Representing variability for EFSM model generation

The goal of this work was to use variability modeling in the semi-automatic generation of EFSMs. Variabilities were identified to facilitate the generation of models used for developing and testing. To exemplify the entire process, we show a sample text (Figure 1), with some characteristics which are often found in standard documents.

Figure 1 - Text fragment to illustrate the proposed methodology

EFSM model generation

In the generation of the EFSM models, presented in Figure 2, there are two actors involved: the expert analyst, who processes the document using NLP tools; and the expert user, who develops the software for a specific application. Figure 3 shows the process diagram for State Machine Generation. The entire process has seven steps, which are described next.

Figure 2 - Activity Diagram for State Machine Generation

Step1 - Semi-automated analysis of the standard document

The semi-automated analysis of the standard document comprises a set of activities performed by the expert analyst (Figure 2). The process initiates with the selection of the standard document to be processed (Figure 3). The document must be in plain text format (.txt) to be processed by the NLP tools. If the text is available in a different format, it must be converted to .txt. The plain text standard document is then processed by a word frequency counter tool, and the results are used in the analysis of the text. This analysis helps to identify structural patterns in the sentences. Stop words, i.e., words that have a high frequency but no semantic meaning [4], are not taken into account in the analysis. An example of an identified pattern is: most sentences initiating with the word "if" present a condition for the execution of an action, as it can be noticed in the sentence "If no transferred packet was lost, a success message must be transmitted to the sender".

Figure 3 - Process Diagram for State Machine Generation.

Step 2 - Reading the text

After finding patterns in the sentences, the next process is the careful manual reading of the standard document to identify references to other documents, or to a different section or chapter of the same document (Figure 3 - "External references identification" process).
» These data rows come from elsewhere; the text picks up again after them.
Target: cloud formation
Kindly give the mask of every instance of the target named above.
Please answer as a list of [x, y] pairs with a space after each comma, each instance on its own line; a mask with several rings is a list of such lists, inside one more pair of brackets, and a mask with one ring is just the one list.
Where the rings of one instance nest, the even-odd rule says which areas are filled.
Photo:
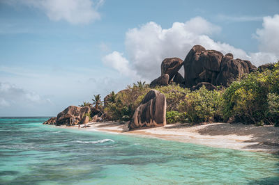
[[40, 104], [50, 103], [50, 99], [43, 99], [39, 95], [18, 88], [9, 83], [0, 82], [0, 107], [13, 106], [15, 105]]
[[[259, 40], [266, 41], [272, 33], [277, 37], [277, 15], [273, 18], [264, 17], [263, 30], [258, 30]], [[259, 52], [246, 53], [241, 49], [235, 48], [227, 43], [214, 41], [210, 35], [220, 31], [220, 28], [202, 17], [197, 17], [185, 23], [174, 22], [167, 29], [153, 22], [130, 29], [126, 34], [126, 56], [123, 58], [115, 57], [118, 51], [105, 56], [106, 63], [119, 70], [117, 63], [125, 61], [125, 69], [130, 74], [138, 75], [141, 80], [151, 81], [160, 74], [160, 65], [162, 61], [167, 57], [179, 57], [184, 59], [190, 49], [195, 45], [201, 45], [207, 49], [216, 49], [224, 54], [232, 53], [235, 58], [250, 60], [256, 65], [268, 62], [274, 62], [279, 58], [276, 49], [279, 49], [279, 42], [273, 42], [276, 49], [270, 49], [271, 45], [263, 46]], [[266, 38], [267, 37], [267, 38]], [[262, 43], [265, 43], [261, 41]], [[269, 52], [267, 52], [269, 51]], [[114, 57], [112, 57], [114, 56]]]
[[88, 24], [100, 19], [98, 9], [104, 0], [5, 0], [10, 5], [25, 5], [42, 10], [53, 21], [73, 24]]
This information is marked for future processing.

The next process is to identify implicit information, i.e, information represented in tables or figures that are not explicit in the text, and that are related to the described service (Figure 3 - "Implicit information identification" process). This information must also be marked and processed to be used in a later stage. In the proposed methodology, information described in different chapters/sections, or as figures or tables, is manually extracted and stored in a database for EFSM generation. This fact can be observed in Figure 2, section 3.4: the dependency relation is not explicit in the text, and must be manually extracted and stored in a database to be used during model generation.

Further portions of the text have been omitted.